By An Edible Mosaic
Prep Time: 20 min
Crumble Topping: 4 TB butter, 6 TB sugar, 1 tsp vanilla, 10 TB flour, 4 TB oats & 1/16 tsp salt Muffins: 2 1/4 cups flour, 3/4 cup brown sugar 1 3/4 tsp baking powder 1/2 tsp salt, 1/4 tsp baking soda 3/4 tsp cinnamon, 1/4 tsp nutmeg 1/2 cup milk, 1 tsp vinegar 2 large eggs, 1/2 cup oil 1 1/2 tsp vanilla, 1 large ripe peach
Cook Time: 20 min
Grab a ripe peach and wash it, remove the pit, and dice it small. You'll need about 1 1/2 cups of diced peach for this recipe.

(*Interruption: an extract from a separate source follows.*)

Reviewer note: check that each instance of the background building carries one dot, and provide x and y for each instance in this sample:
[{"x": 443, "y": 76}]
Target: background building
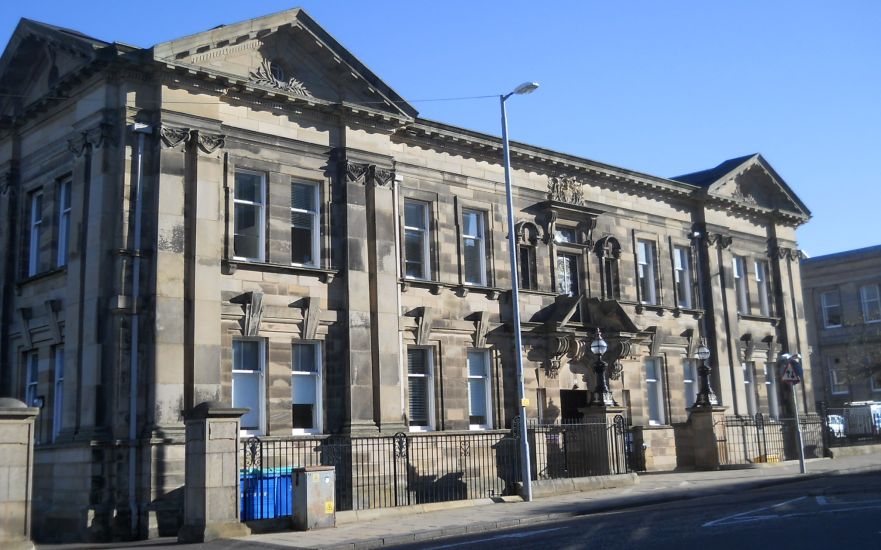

Whisk together the dry ingredients in a large bowl. Add the milk and vinegar to a medium bowl, let it sit for 3 minutes, and then whisk in the other wet ingredients. Stir the wet ingredients into the dry, and then fold in the diced peach.
Divide the batter between 16 lined muffin wells and sprinkle on the crumble topping. Bake until a toothpick inserted in the center of a muffin comes out clean or with just a couple crumbs, about 15 to 20 minutes at 400F.